Few-shot named entity recognition based on decomposed fuzzy span

doi:10.11772/j.issn.1001-9081.2024050567

Journal of Computer Applications ›› 2025, Vol. 45 ›› Issue (5): 1504-1510.DOI: 10.11772/j.issn.1001-9081.2024050567

• Artificial intelligence • Previous Articles

Few-shot named entity recognition based on decomposed fuzzy span

Biqing ZENG¹(), Guangbin ZHONG¹, James Zhiqing WEN²

^1.School of Software，South China Normal University，Foshan Guangdong 528225，China
^2.Intelligent Robot Engineering Research Center，JIHUA Laboratory，Foshan Guangdong 528200，China

Received:2024-05-09 Revised:2024-07-18 Accepted:2024-07-19 Online:2024-07-25 Published:2025-05-10
Contact: Biqing ZENG
About author:ZENG Biqing， born in 1969， Ph. D.， professor. His research interests include natural language processing， artificial intelligence.
ZHONG Guangbin， born in 1998， M. S. candidate. His research interests include natural language processing， few-shot named entity recognition.
WEN James Zhiqing， born in 1964， Ph.
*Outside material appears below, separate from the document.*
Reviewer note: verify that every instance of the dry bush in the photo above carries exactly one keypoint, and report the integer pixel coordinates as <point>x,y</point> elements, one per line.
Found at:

D.， professor. His research interests include artificial intelligence， machine vision， optoelectronic technology， robotics.
Supported by:
National Natural Science Foundation of China(62076103);Guangdong Basic and Applied Basic Research Foundation(2021A1515011171);Guangzhou Basic Research Program Basic and Applied Basic Research Project(202102080282);Foshan Key Science and Technology Research Project(2020001006807)

基于分解式模糊跨度的小样本命名实体识别

曾碧卿¹(), 钟广彬¹, 温志庆²

^1.华南师范大学软件学院，广东佛山 528225
^2.季华实验室智能机器人工程研究中心，广东佛山 528200

通讯作者: 曾碧卿
作者简介:曾碧卿（1969—），男，湖南衡南人，教授，博士，CCF杰出会员，主要研究方向：自然语言处理、人工智能
钟广彬（1998—），男，广东梅州人，硕士研究生，主要研究方向：自然语言处理、小样本命名实体识别
温志庆（1964—），男，山东招远人，教授，博士，主要研究方向：人工智能、机器视觉、光电技术、机器人。
基金资助:
国家自然科学基金资助项目(62076103);广东省基础与应用基础研究基金资助项目(2021A1515011171);广州市基础研究计划基础与应用基础研究项目(202102080282);佛山市重点领域科技攻关项目(2020001006807)

Abstract

Abstract:

Few-shot Named Entity Recognition （few-shot NER） aims to identify entity spans and their types in text based on limited labeled data. Although span-based metric learning has achieved promising results in recent years， two challenges remain： first， prototypes may be pulled away from cluster centers due to sparse candidate spans； second， some non-entity spans may be produced by span detectors that are irrelevant to the categories. To address these issues， a decomposed model integrating fuzzy span， namely DFSM （Decomposed Fuzzy Span Model）， was proposed for few-shot NER. In the span detection stage， a global boundary matrix was used to detect candidate spans， enabling the learning of explicit entity boundary information without dependency on labels at token level. In the span classification stage， a fuzzy span strategy was proposed to adjust the boundary ranges of candidate spans， thereby increasing the number of trainable candidate spans for each entity type. Meanwhile， a prototypical contrastive learning was designed to optimize the span-based semantic representation space. Besides， prototypical boundary learning was introduced to enlarge the distance between non-entity spans and prototypes， eliminating interference from non-entity noisy data. Experimental results on Few-NERD and CrossNER datasets show that： compared to the baseline model TadNER， DFSM achieves an average F1-score gain of 8.52 percentage points under the Few-NERD Inter setting， with a notable 10.39 percentage points improvement in the Inter 10-way 5 - 10-shot scenario， highlighting its enhanced capability for fine-grained entity recognition； compared to the baseline model DecomMeta， DFSM achieves F1-score improvements of 3.32 and 1.09 percentage points in CrossNER 1-shot and CrossNER 5-shot setting， respectively， demonstrating the good generalization ability of DFSM in cross-domain low-resource scenarios.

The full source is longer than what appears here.